Take a look here at the loop section - http://en.wikipedia.org/wiki/ARM_architecture
Basically you'll want something like:
void brighten(unsigned char* src, unsigned char* dst, int numPixels, int intensity) {
asm volatile (
"\t mov r3, #0\n"
"Lloop:\n"
"\t cmp r3, %2\n"
"\t bge Lend\n"
"\t ldrb r4, [%0, r3]\n"
"\t add r4, r4, %3\n"
"\t strb r4, [%1, r3]\n"
"\t add r3, r3, #1\n"
"\t b Lloop\n"
"Lend:\n"
: "=r"(src), "=r"(dst), "=r"(numPixels), "=r"(intensity)
: "0"(src), "1"(dst), "2"(numPixels), "3"(intensity)
: "cc", "r3", "r4");
}
Update:
And here's that NEON version:
void brighten_neon(unsigned char* src, unsigned char* dst, int numPixels, int intensity) {
asm volatile (
"\t mov r4, #0\n"
"\t vdup.8 d1, %3\n"
"Lloop2:\n"
"\t cmp r4, %2\n"
"\t bge Lend2\n"
"\t vld1.8 d0, [%0]!\n"
"\t vqadd.s8 d0, d0, d1\n"
"\t vst1.8 d0, [%1]!\n"
"\t add r4, r4, #8\n"
"\t b Lloop2\n"
"Lend2:\n"
: "=r"(src), "=r"(dst), "=r"(numPixels), "=r"(intensity)
: "0"(src), "1"(dst), "2"(numPixels), "3"(intensity)
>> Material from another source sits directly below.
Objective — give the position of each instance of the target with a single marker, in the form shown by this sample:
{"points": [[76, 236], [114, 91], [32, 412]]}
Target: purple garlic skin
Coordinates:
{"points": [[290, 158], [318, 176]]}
: "cc", "r4", "d1", "d0");
}
So this NEON version will do 8 at a time. It does however not check that numPixels
is divisible by 8 so you'd definitely want to do that otherwise things will go wrong! Anyway, it's just a start at showing you what can be done. Notice the same number of instructions, but action on eight pixels of data at once. Oh and it's got the saturation in there as well that I assume you would want.